Monday, May 15, 2017

Show 'Em Talking

A popular post from February 2008

by Annette Lyon

Recently I edited a couple of books by talented writers. In both cases, the bulk of my comments related to the old adage, "Show, don't tell."

Both writers knew how to show, but didn't do it quite often enough.

And in the vast majority of cases, the solution to switching the telling into showing was placing the situation into a concrete scene and getting the characters talking.

Basically, dialogue.

It's hands-down one of the best ways to show. Not only is it a relatively easy (just record the movie in your head), but characters speaking will transform your work from a simple narration into a story with life.

Read your work, and every time you see a section where someone "told" something or "thought" something (when implied as speech) highlight it. Each one is an opportunity to show with added dialogue. Be sure to include contextual details (Where are your characters? What are they doing?) so your characters aren't just voices in your readers' heads.

An example:

My sister thought I was nuts for singing a rock song at the auditions for the school musical.

Let's try again. Picture a movie camera recording the scene. What do we see? What do we hear? Don't report what happened. Make it happen before our eyes.

I stepped off the stage from my audition to thunderous applause coming from three of my buddies in the back corner. I raised my arm, acknowledging them with a humble nod as if performing to a sold out crowd. "Thank you, thank you," I said. "You're too kind."

As I sauntered down the aisle, my sister sunk down into her chair. When I sat beside her she rolled her eyes away from me. "Pink Floyd? For a Sound of Music audition? You're totally nuts. From here on, I'm denying that I'm related to you. There's no way we share the same genetics."

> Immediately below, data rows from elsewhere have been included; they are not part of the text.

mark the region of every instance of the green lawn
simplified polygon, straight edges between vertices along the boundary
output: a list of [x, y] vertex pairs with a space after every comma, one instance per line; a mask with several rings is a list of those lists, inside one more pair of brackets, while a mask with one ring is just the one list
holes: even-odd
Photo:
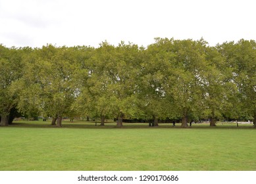
[[0, 127], [0, 170], [256, 170], [251, 124], [49, 124]]

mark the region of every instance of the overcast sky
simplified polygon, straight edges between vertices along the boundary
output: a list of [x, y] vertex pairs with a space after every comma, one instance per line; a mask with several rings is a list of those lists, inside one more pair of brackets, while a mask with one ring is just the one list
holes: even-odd
[[255, 0], [0, 0], [0, 43], [146, 47], [160, 37], [215, 45], [256, 40], [255, 19]]

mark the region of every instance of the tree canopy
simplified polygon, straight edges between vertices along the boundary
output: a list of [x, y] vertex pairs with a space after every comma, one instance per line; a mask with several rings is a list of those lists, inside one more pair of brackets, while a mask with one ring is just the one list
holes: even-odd
[[[87, 46], [0, 45], [1, 126], [14, 109], [28, 116], [182, 122], [253, 120], [256, 43], [210, 47], [203, 39], [156, 38], [147, 48], [121, 41]], [[12, 111], [13, 110], [13, 111]], [[57, 124], [56, 124], [57, 122]]]

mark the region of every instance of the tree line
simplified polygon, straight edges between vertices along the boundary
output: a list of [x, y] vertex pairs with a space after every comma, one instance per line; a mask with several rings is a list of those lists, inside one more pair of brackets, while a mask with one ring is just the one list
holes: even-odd
[[1, 126], [15, 113], [68, 117], [256, 124], [256, 43], [211, 47], [203, 39], [156, 38], [145, 48], [121, 41], [41, 48], [0, 45]]

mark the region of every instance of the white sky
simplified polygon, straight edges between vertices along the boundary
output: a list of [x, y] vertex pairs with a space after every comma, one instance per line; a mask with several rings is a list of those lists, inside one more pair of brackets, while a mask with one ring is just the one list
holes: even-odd
[[256, 40], [255, 0], [0, 0], [7, 47], [139, 46], [154, 37], [203, 37], [211, 45]]

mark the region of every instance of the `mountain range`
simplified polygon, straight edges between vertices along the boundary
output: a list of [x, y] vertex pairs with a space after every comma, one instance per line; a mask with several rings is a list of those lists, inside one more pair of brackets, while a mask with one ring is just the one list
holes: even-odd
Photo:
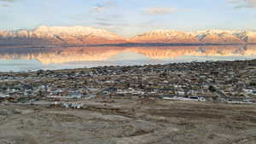
[[106, 30], [86, 26], [45, 26], [2, 31], [0, 45], [97, 45], [119, 43], [230, 44], [256, 43], [255, 31], [155, 30], [125, 38]]

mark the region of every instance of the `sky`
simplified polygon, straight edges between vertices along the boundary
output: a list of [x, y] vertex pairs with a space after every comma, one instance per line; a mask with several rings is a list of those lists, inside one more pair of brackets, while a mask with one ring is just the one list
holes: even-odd
[[256, 30], [256, 0], [0, 0], [0, 30], [84, 26], [125, 37], [155, 29]]

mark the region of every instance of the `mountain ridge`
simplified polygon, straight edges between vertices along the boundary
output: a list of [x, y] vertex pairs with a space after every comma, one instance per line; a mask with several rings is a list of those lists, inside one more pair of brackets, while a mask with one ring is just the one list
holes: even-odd
[[0, 31], [1, 45], [96, 45], [120, 43], [256, 43], [255, 31], [154, 30], [131, 38], [89, 26], [46, 26], [33, 30]]

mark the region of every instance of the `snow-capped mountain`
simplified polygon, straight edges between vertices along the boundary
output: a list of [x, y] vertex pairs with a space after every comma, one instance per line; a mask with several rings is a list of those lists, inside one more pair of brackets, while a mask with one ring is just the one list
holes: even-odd
[[39, 26], [34, 30], [0, 32], [0, 44], [102, 44], [125, 42], [106, 30], [85, 26]]
[[254, 31], [155, 30], [129, 40], [106, 30], [86, 26], [39, 26], [34, 30], [2, 31], [0, 45], [72, 45], [137, 43], [256, 43]]
[[131, 41], [166, 43], [256, 43], [256, 32], [207, 30], [184, 32], [157, 30], [136, 36]]

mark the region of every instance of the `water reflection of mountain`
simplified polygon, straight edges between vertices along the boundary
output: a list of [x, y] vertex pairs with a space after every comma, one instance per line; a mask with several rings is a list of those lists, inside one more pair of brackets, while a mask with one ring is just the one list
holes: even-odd
[[[0, 49], [0, 59], [38, 60], [43, 64], [69, 61], [106, 60], [123, 52], [143, 55], [150, 59], [175, 59], [180, 56], [256, 55], [256, 45], [213, 45], [183, 47], [72, 47]], [[132, 56], [132, 55], [131, 55]]]

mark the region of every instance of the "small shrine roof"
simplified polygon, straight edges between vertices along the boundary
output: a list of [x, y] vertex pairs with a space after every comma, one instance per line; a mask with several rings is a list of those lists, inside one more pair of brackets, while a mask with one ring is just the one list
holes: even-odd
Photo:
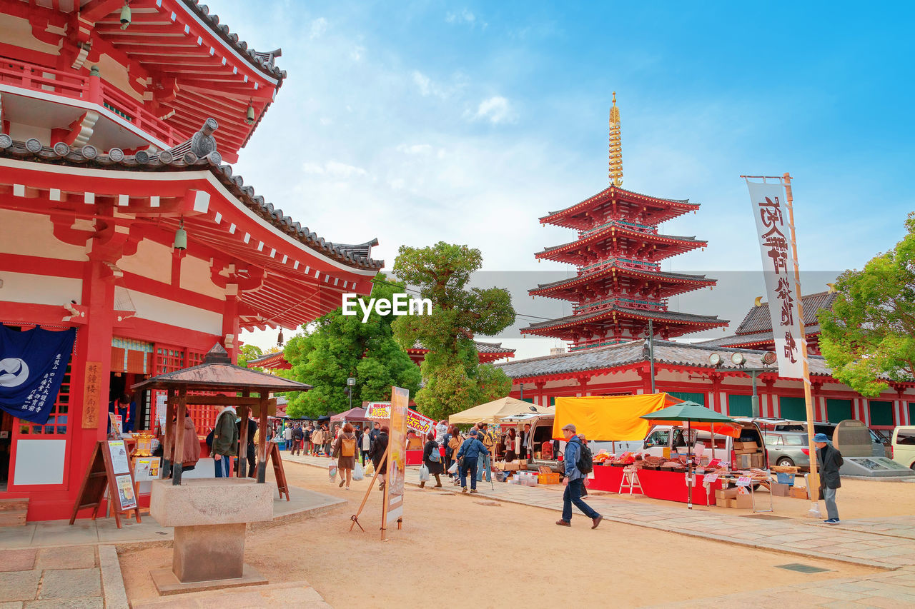
[[[819, 325], [816, 312], [820, 309], [833, 308], [837, 294], [834, 292], [817, 292], [808, 294], [801, 297], [801, 304], [803, 306], [804, 326]], [[740, 326], [737, 326], [735, 334], [756, 334], [758, 332], [768, 332], [772, 334], [772, 317], [769, 313], [769, 303], [761, 303], [759, 306], [751, 306]]]
[[307, 391], [312, 388], [311, 385], [235, 366], [222, 346], [217, 344], [204, 357], [202, 364], [152, 377], [133, 385], [131, 389], [278, 392]]
[[[181, 146], [176, 147], [178, 151]], [[371, 246], [378, 244], [373, 239], [358, 245], [334, 243], [318, 237], [274, 208], [264, 197], [254, 194], [254, 188], [244, 183], [241, 176], [232, 171], [231, 165], [223, 164], [218, 152], [211, 152], [202, 158], [190, 152], [179, 153], [162, 151], [150, 154], [139, 151], [135, 155], [125, 155], [118, 148], [107, 154], [100, 153], [94, 146], [85, 145], [71, 148], [63, 143], [53, 147], [42, 145], [37, 139], [26, 142], [15, 141], [5, 134], [0, 134], [0, 157], [9, 157], [74, 167], [92, 166], [102, 169], [116, 169], [139, 172], [174, 172], [209, 170], [216, 178], [238, 198], [246, 208], [272, 224], [280, 232], [289, 235], [311, 250], [336, 260], [347, 266], [360, 269], [381, 269], [384, 261], [369, 257]]]
[[[569, 374], [622, 368], [648, 362], [648, 346], [643, 338], [619, 345], [601, 347], [594, 349], [573, 351], [554, 356], [531, 358], [517, 361], [495, 364], [505, 374], [512, 379], [530, 379], [533, 377]], [[702, 345], [676, 343], [666, 340], [654, 340], [654, 361], [671, 366], [689, 366], [702, 369], [714, 369], [708, 363], [708, 356], [717, 349]], [[744, 354], [747, 361], [745, 368], [765, 368], [762, 356], [765, 351], [755, 349], [729, 349], [728, 353]], [[722, 357], [722, 364], [716, 369], [739, 372], [741, 367], [730, 363], [729, 357]], [[811, 374], [828, 376], [830, 371], [825, 359], [821, 356], [810, 356]], [[772, 372], [778, 373], [776, 369]]]

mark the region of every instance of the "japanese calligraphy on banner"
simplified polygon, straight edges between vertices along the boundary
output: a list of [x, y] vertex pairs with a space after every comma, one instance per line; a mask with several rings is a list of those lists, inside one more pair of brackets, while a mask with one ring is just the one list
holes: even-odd
[[0, 408], [23, 421], [48, 422], [75, 340], [76, 328], [16, 332], [0, 326]]
[[[388, 440], [388, 484], [384, 489], [384, 518], [389, 520], [404, 516], [404, 476], [406, 467], [406, 413], [410, 392], [400, 387], [391, 390], [391, 432]], [[399, 528], [399, 527], [398, 527]]]
[[[387, 401], [371, 401], [365, 408], [366, 419], [390, 419], [391, 403]], [[406, 426], [419, 432], [425, 437], [425, 434], [432, 431], [436, 422], [429, 417], [420, 414], [416, 411], [407, 410]]]
[[762, 254], [762, 274], [772, 320], [779, 376], [803, 378], [803, 335], [798, 316], [797, 281], [791, 228], [780, 183], [747, 181]]

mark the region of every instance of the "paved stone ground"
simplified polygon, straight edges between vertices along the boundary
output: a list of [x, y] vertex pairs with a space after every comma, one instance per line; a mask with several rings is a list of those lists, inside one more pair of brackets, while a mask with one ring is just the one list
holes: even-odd
[[94, 546], [0, 550], [3, 609], [102, 609], [102, 570]]
[[[329, 495], [292, 486], [289, 501], [285, 497], [279, 498], [278, 493], [274, 497], [274, 519], [295, 519], [302, 514], [319, 513], [342, 503], [342, 499]], [[69, 520], [46, 520], [29, 522], [25, 527], [0, 527], [0, 550], [13, 548], [143, 543], [172, 539], [171, 527], [160, 527], [148, 515], [144, 515], [141, 518], [143, 521], [138, 523], [133, 518], [122, 517], [121, 529], [117, 528], [113, 518], [99, 518], [97, 520], [80, 518], [72, 525]], [[270, 526], [271, 523], [256, 524]], [[3, 602], [2, 599], [3, 595], [0, 594], [0, 603]], [[0, 609], [5, 608], [0, 604]]]
[[[291, 456], [284, 460], [327, 468], [326, 457]], [[407, 468], [406, 482], [419, 484], [419, 472]], [[445, 486], [432, 492], [459, 493], [447, 479]], [[498, 501], [520, 503], [554, 511], [562, 510], [561, 485], [520, 486], [504, 483], [478, 483], [479, 495]], [[592, 492], [587, 503], [611, 521], [691, 535], [727, 543], [771, 550], [792, 556], [842, 561], [888, 570], [860, 578], [843, 578], [812, 584], [782, 586], [714, 599], [691, 601], [686, 607], [707, 607], [709, 602], [725, 601], [724, 606], [871, 606], [915, 605], [915, 516], [843, 520], [832, 527], [820, 520], [796, 518], [766, 519], [722, 514], [702, 508], [688, 510], [684, 504], [651, 504], [638, 497]], [[913, 502], [915, 509], [915, 502]], [[572, 525], [589, 525], [576, 510]], [[611, 525], [612, 526], [612, 525]], [[736, 580], [737, 581], [737, 580]]]

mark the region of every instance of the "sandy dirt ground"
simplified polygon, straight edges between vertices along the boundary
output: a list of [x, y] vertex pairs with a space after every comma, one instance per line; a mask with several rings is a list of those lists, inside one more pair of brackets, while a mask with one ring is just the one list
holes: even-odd
[[[563, 597], [635, 607], [874, 572], [608, 521], [592, 530], [580, 514], [572, 528], [557, 527], [557, 512], [410, 486], [404, 529], [391, 530], [382, 543], [380, 493], [360, 518], [366, 532], [349, 530], [368, 479], [346, 492], [318, 468], [286, 463], [285, 471], [291, 485], [349, 503], [249, 532], [245, 560], [271, 582], [308, 582], [338, 607], [532, 607]], [[776, 568], [789, 562], [831, 571]], [[149, 571], [170, 565], [171, 548], [122, 554], [131, 602], [156, 598]]]
[[[803, 486], [802, 481], [801, 482], [801, 486]], [[561, 487], [557, 486], [557, 488]], [[616, 493], [608, 493], [608, 495], [609, 497], [630, 498], [629, 496], [619, 496]], [[714, 495], [712, 498], [714, 500]], [[769, 492], [763, 488], [756, 496], [757, 507], [768, 509], [769, 498]], [[634, 497], [631, 500], [663, 506], [675, 505], [670, 501], [649, 499], [646, 497]], [[842, 481], [842, 488], [838, 489], [836, 493], [835, 502], [839, 508], [839, 517], [844, 520], [891, 516], [915, 516], [915, 483], [844, 479]], [[810, 509], [810, 503], [807, 499], [773, 497], [772, 508], [775, 511], [772, 513], [775, 516], [807, 518], [807, 510]], [[823, 518], [825, 518], [825, 504], [820, 501], [819, 507], [820, 511], [824, 514]], [[749, 509], [718, 508], [716, 506], [709, 506], [707, 508], [702, 506], [702, 508], [723, 514], [752, 513], [752, 510]]]

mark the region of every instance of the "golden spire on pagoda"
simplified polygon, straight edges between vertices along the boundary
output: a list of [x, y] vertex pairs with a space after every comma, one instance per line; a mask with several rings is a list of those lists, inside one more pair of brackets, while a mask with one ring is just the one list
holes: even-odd
[[623, 144], [619, 133], [619, 109], [617, 108], [617, 91], [613, 91], [613, 106], [610, 108], [610, 184], [621, 186], [623, 183]]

I grinned, resting the back of one foot on the chair in front of me and crossing the other on top. "Nuts?" I said, hands clasped behind my head. "Quite possibly. But memorable."

The magic is in the details.

If you have a character who is shy, put him in a situation where he has to speak shyly. If you have a boss who's mean, don't report it. Show him screaming at his employees. Let us hear his words.

Show, don't tell. It's a crucial element to fiction.

But if it helps you remember to apply it, change the phrase to, "Show 'em talking."

1 comment:

Jennifer said...

I love how you changed that little sentence into a scene. And the detail and character you put into it were great. I'll have to try that more in my writing.